野球居酒屋の底力を見せる-。東陵(宮城)野球部OB菅井勇希さん(36)が店主を務める「一か八か」は、仙台の歓楽街・国分町に12年オープン。さまざまな飲食店で経験を積み「いつか自分の店を持ちたい」と夢をかなえた。ところが、新型コロナウイルス感染拡大の影響で売り上げが激減。4、5月は休店し、存続危機にも直面した。それでも今月から営業再開。野球ファンの来店を心待ちにしている。

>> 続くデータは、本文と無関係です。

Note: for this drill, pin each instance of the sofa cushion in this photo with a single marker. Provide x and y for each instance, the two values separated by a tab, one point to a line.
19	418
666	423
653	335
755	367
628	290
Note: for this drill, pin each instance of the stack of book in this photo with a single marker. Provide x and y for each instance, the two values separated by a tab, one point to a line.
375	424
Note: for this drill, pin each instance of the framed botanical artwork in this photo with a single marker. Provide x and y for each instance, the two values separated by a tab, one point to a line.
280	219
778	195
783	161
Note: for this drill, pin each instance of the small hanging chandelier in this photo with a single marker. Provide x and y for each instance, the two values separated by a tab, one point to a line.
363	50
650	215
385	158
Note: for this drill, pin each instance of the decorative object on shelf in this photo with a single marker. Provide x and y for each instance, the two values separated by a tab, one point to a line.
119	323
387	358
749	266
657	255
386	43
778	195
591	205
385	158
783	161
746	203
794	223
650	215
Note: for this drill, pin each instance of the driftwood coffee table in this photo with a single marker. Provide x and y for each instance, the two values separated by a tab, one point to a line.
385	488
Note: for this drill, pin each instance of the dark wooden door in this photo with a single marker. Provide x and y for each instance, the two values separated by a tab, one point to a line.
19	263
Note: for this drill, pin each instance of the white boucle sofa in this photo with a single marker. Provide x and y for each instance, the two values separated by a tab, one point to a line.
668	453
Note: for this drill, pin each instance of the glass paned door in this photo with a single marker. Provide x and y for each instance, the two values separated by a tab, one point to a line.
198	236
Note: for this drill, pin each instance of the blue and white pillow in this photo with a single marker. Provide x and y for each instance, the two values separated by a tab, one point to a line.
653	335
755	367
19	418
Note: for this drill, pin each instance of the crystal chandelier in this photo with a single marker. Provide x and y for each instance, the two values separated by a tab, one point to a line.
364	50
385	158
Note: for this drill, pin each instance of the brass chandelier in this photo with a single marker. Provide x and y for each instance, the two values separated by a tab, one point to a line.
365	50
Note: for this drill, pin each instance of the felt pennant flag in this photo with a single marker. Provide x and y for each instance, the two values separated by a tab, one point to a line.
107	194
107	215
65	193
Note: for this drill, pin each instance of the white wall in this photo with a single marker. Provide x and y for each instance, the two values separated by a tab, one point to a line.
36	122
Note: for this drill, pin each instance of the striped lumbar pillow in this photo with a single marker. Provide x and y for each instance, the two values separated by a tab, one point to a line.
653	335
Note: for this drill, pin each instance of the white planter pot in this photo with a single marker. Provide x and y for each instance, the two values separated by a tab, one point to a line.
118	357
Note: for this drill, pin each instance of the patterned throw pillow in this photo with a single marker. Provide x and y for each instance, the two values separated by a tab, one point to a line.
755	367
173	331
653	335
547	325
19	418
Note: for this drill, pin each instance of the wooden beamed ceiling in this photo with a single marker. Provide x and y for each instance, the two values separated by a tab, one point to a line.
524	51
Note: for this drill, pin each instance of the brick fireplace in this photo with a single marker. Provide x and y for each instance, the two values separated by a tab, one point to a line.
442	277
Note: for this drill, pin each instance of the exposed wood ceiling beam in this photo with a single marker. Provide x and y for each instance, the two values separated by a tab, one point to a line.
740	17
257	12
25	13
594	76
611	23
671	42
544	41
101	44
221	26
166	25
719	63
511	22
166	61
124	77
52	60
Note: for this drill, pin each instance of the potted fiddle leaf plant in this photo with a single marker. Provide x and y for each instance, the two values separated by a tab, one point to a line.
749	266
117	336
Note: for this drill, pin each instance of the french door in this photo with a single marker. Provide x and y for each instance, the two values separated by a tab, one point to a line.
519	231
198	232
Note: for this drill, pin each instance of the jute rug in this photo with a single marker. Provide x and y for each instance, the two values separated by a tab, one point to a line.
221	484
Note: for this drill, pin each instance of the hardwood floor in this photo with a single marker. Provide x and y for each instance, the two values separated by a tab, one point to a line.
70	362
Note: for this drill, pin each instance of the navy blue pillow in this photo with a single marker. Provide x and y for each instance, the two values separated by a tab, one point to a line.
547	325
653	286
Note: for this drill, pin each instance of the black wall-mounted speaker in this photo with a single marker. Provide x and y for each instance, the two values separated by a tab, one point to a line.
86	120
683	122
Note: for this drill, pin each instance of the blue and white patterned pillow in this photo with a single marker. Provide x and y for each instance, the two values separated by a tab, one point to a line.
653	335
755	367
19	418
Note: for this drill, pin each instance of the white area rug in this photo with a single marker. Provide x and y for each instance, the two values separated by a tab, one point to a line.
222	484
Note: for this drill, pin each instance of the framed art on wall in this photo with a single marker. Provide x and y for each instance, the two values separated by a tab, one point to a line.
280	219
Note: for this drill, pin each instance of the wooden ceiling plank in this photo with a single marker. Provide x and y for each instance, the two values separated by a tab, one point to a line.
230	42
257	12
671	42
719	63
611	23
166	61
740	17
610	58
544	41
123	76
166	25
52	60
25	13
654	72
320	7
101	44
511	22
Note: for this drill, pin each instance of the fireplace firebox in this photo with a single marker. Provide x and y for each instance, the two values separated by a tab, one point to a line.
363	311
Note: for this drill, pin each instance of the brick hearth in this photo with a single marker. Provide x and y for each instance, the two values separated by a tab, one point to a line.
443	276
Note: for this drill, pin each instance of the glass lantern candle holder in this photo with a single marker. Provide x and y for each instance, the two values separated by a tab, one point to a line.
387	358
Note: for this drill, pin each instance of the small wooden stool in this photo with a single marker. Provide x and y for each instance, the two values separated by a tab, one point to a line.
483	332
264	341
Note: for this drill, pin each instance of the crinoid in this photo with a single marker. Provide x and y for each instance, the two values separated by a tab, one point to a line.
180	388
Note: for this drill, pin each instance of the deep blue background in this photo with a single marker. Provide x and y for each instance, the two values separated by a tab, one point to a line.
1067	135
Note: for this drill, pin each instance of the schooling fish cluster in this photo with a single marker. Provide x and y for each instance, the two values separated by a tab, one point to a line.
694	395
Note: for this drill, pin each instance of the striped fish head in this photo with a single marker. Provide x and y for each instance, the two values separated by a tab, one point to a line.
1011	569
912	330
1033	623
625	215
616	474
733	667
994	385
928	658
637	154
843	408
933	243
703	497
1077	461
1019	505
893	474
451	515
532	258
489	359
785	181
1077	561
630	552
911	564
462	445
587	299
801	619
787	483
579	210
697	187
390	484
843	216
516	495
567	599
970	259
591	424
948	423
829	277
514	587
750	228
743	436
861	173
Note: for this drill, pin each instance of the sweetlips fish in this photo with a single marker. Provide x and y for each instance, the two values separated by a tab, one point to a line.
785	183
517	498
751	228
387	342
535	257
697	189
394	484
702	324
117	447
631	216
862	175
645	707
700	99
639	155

当初は普通の居酒屋のつもりだった。母校のユニホームを飾ると知人の東北(宮城)OBから「うちの学校も飾って」と要望され、店内が次第に高校野球グッズで埋め尽くされた。01年夏の宮城大会、菅井さんの代の東陵は2年生エース高井雄平(現ヤクルト雄平)擁する東北に屈し16強で敗退。11年後に「因縁」のユニホームが野球居酒屋のきっかけになった。

通常だとプロ野球が開幕してセンバツもある3月から店がにぎわうが、コロナ禍でプロ野球は3カ月遅れ、春と夏の甲子園は中止に。その影響で資金繰りが苦しくなり、クラウドファンディングで出資者を募集。支援の輪が広がり、92人から目標額を12万円上回る65万円が集まった。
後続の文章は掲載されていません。